The IBEW case is one many have followed in recent years. The controversy began after the New York Times broke the story of potential Foreign Corrupt Practices Act violations by Mar-Mart in April 2012. In response to that initial article, the IBEW, a Wal-Mart stockholder, sent a letter to the company demanding inspection of a number of documents related to the potential FCPA matter, including documents regarding the corporation’s initial internal review of the situation. Wal-Mart declined to provide certain of the documents and, with regard to some of those materials, claimed they were protected by the attorney-client privilege. The issue of whether Wal-Mart could properly withhold these materials from shareholders was litigated at length and finally made its way to the Delaware Supreme Court. In the ruling from last month, the Delaware Supreme Court sided with the IBEW and ordered Wal-Mart to produce the materials. Referring to the Fifth Circuit Court of Appeals case of Garner v. Wolfinbarger (1970), which recognized a fiduciary exception to the attorney-client privilege, the court in IBEW said:
With regard to the other Garner good cause factors, the record reflects that disclosure of the material would not risk the revelation of trade secrets (at least it has not been argued by Wal-Mart); the allegations at issue implicate criminal conduct under the FCPA; and IBEW is a legitimate stockholder as a pension fund. Accordingly, the record supports the Court of Chancery's conclusion that the documentary information sought in the Demand should be produced by Wal-Mart pursuant to the Garner fiduciary exception to the attorney-client privilege.
It is important to note, of course, that the shareholders are meant to keep the information they receive confidential and use it only to decide whether to file a claim against Wal-Mart directors related to the FCPA matter.
In reading the most recent New York Times article, I kept coming back to Upjohn v. United States and the ever present debate regarding the proper role of privilege in the world of internal investigations and potential corporate wrongdoing.
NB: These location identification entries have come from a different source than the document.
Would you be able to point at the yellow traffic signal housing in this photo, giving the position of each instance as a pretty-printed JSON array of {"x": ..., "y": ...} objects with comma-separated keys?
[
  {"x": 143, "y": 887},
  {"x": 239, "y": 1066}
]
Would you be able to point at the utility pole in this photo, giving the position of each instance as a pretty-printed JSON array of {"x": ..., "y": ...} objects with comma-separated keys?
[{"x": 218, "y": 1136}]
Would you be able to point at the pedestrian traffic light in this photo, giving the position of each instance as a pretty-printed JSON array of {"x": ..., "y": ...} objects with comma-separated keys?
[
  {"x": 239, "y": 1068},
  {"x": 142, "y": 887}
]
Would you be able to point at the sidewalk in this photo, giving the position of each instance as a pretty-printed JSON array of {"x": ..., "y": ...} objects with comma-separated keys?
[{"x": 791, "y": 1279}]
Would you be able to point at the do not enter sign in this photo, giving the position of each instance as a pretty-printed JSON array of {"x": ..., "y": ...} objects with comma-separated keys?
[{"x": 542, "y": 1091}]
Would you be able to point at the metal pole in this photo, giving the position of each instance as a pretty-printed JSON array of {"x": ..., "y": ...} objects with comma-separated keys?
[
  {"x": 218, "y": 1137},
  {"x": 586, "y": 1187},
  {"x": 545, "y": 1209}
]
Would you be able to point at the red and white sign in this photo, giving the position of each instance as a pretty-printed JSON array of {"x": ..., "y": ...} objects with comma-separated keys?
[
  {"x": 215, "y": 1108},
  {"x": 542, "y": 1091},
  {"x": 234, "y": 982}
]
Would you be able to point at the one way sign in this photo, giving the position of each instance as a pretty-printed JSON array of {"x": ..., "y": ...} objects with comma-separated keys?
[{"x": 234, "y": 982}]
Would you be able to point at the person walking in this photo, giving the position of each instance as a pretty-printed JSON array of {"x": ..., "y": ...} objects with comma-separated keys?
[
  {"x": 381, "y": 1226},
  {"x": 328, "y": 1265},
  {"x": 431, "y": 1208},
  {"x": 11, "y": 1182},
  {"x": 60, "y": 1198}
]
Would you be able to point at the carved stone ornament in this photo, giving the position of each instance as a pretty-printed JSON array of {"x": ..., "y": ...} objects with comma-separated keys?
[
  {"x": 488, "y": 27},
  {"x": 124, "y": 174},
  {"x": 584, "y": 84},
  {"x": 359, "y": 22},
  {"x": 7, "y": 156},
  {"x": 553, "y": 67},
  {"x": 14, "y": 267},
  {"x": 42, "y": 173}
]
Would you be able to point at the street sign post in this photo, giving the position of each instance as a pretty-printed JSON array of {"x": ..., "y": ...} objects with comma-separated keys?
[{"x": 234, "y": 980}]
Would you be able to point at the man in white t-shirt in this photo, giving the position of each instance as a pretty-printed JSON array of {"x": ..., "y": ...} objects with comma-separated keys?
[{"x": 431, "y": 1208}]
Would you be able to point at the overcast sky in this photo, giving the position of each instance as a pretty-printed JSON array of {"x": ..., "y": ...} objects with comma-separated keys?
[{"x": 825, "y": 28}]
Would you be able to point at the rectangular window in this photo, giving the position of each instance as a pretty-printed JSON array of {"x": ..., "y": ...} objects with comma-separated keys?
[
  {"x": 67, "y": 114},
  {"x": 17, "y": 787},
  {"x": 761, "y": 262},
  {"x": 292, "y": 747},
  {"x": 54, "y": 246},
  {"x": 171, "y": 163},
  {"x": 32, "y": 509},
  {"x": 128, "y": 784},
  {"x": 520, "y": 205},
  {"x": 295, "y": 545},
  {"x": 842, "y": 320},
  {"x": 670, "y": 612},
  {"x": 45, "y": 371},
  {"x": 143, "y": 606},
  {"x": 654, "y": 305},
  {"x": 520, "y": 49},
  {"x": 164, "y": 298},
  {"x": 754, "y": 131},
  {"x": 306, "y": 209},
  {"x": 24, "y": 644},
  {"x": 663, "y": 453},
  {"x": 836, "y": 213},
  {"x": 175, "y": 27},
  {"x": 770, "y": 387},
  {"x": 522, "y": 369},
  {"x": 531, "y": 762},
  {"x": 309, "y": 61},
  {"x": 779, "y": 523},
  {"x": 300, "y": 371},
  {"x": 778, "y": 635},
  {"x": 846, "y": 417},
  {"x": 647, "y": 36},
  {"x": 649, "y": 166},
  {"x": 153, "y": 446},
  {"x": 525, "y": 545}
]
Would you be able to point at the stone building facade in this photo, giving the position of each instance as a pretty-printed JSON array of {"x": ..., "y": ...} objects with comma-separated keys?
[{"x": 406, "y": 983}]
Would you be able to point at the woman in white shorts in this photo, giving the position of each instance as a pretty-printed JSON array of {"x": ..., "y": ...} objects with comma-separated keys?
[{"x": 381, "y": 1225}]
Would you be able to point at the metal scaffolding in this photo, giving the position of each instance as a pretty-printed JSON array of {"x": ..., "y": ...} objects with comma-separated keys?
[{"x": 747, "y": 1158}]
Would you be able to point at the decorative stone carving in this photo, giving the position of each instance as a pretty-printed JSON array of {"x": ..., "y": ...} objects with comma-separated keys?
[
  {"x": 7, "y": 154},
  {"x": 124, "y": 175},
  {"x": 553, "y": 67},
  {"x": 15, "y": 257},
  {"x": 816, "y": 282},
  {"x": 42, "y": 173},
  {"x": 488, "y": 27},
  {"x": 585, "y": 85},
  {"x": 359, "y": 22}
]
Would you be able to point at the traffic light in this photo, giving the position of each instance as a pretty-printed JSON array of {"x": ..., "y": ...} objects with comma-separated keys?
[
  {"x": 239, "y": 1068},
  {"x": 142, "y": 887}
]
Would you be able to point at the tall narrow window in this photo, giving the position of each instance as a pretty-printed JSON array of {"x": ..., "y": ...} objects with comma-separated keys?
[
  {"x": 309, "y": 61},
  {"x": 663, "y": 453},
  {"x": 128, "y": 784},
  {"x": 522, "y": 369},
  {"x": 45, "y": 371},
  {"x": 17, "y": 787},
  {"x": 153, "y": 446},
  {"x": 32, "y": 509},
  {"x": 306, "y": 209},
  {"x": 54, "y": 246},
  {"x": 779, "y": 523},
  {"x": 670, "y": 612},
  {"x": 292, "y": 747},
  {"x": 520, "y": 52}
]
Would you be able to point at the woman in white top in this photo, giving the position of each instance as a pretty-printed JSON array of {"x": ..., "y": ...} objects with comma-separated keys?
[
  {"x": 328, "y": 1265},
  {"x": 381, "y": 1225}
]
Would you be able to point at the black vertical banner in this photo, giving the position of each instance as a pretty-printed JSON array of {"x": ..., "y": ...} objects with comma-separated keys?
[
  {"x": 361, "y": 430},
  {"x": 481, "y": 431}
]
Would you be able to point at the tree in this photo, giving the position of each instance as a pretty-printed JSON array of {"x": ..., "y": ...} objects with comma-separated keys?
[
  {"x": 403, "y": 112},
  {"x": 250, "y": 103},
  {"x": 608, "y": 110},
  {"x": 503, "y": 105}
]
In particular, I was drawn to the important language in Upjohn regarding the reasons for applying the privilege: “The privilege recognizes that sound legal advice or advocacy serves public ends and that such advice or advocacy depends upon the lawyers being fully informed by the client.” As the New York Times states in its piece from this week, “the attorney-client privilege for companies is increasingly under attack.” I wonder now what impact the IBEW decision and related issues regarding lawyer whistleblowers, such as in the ongoing Vanguard case, will have on the future of internal investigation strategy and, in particular, the role of internal counsel in such situations.